ChrisRackauckas commented 4 years ago

It's not that it's hard, it's just hard to know what the right interface is. I don't think there's ever a reason for a flat out neural DAE. However, a universal DAE makes sense for imposing physical constraints, like constant energy. The issue is that I'm not sure that can be packaged up more than telling someone to use concrete_solve. As a flat out layer, I'm not sure a neural DAE achieves that much.

ali-ramadhan commented 4 years ago

I see.

However, a universal DAE makes sense for imposing physical constraints, like constant energy.

Yeah, conservation laws was exactly my use case so I think I want to implement a universal DAE instead of a neural DAE.

The issue is that I'm not sure that can be packaged up more than telling someone to use concrete_solve.

Hmmm, so maybe I should just get a simple example working with concrete_solve. But even having a thin wrapper that calls concrete_solve might be nice to make the user API consistent.
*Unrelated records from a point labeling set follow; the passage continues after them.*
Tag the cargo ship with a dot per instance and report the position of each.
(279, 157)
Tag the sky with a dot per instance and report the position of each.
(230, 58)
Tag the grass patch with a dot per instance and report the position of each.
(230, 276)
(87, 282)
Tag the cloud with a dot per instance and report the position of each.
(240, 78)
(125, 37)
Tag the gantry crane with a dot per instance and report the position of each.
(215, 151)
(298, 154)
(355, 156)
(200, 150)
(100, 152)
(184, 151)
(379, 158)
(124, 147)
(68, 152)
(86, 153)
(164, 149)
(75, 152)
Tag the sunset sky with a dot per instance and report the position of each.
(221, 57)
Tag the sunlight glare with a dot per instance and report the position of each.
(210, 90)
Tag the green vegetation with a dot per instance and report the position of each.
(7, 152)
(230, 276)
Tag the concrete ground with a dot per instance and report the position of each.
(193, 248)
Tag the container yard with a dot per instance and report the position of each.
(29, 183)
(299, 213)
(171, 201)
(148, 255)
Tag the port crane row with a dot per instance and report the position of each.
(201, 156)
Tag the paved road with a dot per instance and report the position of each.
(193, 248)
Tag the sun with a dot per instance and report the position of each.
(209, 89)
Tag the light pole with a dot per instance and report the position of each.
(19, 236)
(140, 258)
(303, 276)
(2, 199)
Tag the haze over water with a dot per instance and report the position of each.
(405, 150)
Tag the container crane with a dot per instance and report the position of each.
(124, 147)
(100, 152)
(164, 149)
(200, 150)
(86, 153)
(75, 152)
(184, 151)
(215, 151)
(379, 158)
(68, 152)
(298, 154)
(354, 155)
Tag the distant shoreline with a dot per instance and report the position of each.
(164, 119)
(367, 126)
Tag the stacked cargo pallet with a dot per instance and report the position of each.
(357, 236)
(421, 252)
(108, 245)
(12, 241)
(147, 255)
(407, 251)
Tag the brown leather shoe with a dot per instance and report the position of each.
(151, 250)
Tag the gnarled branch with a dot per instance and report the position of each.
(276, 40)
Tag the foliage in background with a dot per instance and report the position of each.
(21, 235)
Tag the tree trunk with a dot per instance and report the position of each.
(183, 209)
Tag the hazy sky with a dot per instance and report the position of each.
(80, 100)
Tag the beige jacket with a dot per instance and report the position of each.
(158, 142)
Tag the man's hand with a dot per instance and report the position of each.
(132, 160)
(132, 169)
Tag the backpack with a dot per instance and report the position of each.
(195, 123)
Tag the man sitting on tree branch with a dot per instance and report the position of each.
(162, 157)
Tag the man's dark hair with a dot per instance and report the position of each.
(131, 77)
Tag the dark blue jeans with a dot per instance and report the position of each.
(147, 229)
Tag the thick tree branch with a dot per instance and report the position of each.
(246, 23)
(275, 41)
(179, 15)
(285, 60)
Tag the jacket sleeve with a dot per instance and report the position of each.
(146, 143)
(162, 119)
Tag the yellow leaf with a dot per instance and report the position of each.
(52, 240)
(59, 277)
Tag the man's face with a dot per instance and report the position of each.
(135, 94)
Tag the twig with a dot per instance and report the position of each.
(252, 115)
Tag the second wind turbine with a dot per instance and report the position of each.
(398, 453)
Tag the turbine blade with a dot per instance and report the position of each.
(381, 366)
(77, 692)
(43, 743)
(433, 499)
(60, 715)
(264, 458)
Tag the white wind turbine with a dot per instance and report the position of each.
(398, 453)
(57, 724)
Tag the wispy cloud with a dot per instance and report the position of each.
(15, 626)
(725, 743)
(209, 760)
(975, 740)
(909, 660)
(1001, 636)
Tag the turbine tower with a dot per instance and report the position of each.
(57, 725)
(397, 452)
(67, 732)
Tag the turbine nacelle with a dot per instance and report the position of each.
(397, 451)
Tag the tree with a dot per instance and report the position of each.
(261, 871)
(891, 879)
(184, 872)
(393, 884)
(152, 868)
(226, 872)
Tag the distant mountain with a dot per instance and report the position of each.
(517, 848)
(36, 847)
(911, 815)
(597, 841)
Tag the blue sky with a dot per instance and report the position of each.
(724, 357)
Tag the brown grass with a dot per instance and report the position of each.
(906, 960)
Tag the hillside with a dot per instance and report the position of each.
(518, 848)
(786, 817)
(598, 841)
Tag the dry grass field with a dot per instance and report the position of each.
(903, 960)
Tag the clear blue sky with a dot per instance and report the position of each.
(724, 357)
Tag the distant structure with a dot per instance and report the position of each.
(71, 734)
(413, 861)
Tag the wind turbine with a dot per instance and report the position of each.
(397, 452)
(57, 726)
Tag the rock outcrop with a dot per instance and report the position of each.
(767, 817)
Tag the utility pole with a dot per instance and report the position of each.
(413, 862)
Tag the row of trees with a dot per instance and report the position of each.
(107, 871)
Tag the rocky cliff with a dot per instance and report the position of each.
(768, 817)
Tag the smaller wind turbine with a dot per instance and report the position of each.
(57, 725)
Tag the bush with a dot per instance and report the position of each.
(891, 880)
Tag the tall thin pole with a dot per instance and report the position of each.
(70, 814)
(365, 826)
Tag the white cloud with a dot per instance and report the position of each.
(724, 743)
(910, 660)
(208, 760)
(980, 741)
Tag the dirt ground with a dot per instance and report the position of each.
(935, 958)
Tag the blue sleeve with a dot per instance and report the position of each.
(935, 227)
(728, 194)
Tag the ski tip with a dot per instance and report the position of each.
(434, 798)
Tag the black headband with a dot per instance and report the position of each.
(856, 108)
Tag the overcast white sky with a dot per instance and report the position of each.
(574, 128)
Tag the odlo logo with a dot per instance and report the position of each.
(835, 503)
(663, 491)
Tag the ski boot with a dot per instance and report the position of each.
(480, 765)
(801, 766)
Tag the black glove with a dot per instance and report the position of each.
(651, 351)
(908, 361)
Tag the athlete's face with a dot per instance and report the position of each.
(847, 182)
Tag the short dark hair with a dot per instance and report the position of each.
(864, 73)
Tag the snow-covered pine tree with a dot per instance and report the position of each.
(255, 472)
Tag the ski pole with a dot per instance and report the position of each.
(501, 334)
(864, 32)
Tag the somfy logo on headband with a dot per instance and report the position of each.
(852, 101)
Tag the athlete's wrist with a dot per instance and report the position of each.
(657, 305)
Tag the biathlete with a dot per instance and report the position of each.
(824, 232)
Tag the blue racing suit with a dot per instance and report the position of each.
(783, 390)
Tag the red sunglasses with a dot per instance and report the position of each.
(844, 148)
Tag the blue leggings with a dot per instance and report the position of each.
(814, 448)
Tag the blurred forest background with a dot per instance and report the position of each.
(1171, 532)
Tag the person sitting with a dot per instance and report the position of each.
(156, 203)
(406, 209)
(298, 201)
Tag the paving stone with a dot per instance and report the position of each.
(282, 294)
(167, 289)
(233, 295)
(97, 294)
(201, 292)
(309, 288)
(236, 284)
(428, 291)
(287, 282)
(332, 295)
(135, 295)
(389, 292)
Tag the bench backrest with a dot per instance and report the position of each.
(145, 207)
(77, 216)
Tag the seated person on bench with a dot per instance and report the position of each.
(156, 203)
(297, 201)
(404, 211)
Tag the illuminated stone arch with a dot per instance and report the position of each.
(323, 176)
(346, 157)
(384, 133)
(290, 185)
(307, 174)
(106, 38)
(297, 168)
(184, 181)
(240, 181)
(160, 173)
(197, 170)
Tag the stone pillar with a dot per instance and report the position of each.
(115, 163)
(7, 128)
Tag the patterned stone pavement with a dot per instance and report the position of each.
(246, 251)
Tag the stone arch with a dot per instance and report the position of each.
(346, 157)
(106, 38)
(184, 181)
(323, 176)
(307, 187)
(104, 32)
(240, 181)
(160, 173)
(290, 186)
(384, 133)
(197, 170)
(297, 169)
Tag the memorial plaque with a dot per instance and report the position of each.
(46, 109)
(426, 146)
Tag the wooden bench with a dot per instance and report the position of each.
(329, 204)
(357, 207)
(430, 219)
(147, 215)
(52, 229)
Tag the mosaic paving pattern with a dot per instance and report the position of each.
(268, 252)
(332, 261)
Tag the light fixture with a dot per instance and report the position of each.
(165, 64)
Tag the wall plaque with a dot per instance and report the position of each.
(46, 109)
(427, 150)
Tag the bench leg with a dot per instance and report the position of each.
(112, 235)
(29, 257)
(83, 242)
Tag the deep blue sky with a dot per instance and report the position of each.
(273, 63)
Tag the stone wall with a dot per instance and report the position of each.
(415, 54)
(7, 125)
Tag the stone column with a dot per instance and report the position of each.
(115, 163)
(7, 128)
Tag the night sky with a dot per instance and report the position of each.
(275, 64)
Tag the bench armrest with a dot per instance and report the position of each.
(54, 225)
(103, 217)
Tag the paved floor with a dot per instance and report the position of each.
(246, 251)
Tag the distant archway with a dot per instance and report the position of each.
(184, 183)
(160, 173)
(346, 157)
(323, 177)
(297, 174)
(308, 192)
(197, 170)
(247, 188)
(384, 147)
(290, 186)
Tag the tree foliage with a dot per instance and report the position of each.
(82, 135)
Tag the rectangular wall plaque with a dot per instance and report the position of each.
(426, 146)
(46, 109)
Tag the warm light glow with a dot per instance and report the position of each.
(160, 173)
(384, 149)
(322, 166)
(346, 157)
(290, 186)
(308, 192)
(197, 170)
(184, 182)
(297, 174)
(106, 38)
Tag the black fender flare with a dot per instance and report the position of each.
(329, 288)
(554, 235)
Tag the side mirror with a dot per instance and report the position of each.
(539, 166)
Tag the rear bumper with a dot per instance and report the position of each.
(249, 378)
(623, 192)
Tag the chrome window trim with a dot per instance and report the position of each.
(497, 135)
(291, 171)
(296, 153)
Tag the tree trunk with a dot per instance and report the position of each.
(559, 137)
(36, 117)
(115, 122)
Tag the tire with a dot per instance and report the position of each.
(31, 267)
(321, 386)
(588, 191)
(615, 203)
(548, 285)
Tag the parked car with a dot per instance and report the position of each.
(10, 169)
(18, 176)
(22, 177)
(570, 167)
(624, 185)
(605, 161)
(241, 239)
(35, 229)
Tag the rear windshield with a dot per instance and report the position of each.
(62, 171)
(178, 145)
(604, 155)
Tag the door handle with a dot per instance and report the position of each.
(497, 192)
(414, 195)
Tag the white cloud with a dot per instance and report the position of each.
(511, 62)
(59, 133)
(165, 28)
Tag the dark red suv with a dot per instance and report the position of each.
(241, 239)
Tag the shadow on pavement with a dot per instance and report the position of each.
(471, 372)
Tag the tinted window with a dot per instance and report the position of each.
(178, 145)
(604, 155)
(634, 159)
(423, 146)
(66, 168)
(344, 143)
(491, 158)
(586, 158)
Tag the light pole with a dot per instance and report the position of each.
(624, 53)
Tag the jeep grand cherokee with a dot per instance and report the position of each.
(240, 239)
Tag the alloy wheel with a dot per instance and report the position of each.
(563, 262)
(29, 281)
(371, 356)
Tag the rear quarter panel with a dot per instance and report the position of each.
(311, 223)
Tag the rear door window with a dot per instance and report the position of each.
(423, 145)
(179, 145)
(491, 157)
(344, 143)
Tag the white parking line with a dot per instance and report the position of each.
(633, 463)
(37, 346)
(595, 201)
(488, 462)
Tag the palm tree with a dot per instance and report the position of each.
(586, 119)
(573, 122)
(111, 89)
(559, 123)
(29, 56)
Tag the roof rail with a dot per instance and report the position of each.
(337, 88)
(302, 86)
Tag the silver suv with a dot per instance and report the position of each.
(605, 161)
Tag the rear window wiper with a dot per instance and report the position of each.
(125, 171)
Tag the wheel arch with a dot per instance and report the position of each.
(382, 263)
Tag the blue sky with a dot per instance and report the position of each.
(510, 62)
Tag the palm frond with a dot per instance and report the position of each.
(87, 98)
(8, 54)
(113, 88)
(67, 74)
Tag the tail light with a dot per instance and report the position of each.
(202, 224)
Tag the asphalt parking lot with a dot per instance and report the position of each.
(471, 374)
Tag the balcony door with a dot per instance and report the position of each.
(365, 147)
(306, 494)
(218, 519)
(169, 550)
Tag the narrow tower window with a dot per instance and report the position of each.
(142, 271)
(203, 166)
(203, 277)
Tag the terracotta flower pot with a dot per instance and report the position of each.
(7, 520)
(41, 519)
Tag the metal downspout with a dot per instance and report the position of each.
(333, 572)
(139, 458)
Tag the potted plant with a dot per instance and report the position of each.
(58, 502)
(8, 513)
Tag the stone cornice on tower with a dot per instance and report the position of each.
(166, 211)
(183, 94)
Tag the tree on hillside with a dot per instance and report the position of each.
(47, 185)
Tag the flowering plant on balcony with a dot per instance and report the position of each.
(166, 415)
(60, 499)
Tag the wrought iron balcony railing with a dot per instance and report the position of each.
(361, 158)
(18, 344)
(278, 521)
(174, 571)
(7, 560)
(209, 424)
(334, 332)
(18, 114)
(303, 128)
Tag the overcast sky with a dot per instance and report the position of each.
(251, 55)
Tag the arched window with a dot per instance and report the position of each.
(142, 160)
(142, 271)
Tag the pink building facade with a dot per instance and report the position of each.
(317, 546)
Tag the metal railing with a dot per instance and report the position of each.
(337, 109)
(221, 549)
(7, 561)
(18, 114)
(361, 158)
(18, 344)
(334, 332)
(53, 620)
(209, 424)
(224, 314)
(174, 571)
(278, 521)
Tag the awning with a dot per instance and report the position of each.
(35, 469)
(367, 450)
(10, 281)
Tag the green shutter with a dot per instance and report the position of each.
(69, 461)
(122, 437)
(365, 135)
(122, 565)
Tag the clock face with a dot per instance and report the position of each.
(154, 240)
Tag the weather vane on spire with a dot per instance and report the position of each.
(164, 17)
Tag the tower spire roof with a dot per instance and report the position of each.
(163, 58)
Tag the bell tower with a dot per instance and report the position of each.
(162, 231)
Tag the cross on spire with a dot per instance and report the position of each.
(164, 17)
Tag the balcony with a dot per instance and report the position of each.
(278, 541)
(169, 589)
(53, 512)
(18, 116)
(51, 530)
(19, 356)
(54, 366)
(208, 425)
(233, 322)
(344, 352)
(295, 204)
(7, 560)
ChrisRackauckas commented 4 years ago

Maybe an interesting API would be you specify physical constraints, and it defines a neural network for the DAE portion on the other equations. I.e. if you have 5 state variables and specify 2 conservation laws, it builds a 5->3 NN and appends the 2 conservation laws as the DAE system, which will then find a dynamical system that obeys your conservation. We can make this in mass-matrix ODE and in fully implicit form.

ChrisRackauckas commented 4 years ago

For those looking to work on this, set the default sensealg to TrackerAdjoint() until our sensealgs are singular mass matrix compatible, which is currently WIP.

ali-ramadhan commented 4 years ago

So I ended up reformulating my DAE problem into an ODE problem so I could enforce energy conservation via a simple Flux.jl layer and continue using NeuralODE so energy is conserved now, which is nice.

Seems that time-stepping true DAE's that cannot be reformulated requires something like the IDA method from Sundials. Reformulating as an ODE problem with a mass matrix might be an option but not haven't played around to see if I can train a neural differential equation with a mass matrix.

ChrisRackauckas commented 4 years ago

Seems that time-stepping true DAE's that cannot be reformulated requires something like the IDA method from Sundials. Reformulating as an ODE problem with a mass matrix might be an option but not haven't played around to see if I can train a neural differential equation with a mass matrix.

You can with a mass matrix and TrackerAdjoint. Full DAE adjoints is something @YingboMa is working on over the next month, so IDA can work. There is an undocumented pure Julia version though being released soon. Our DAE story is really coming together in the next few months.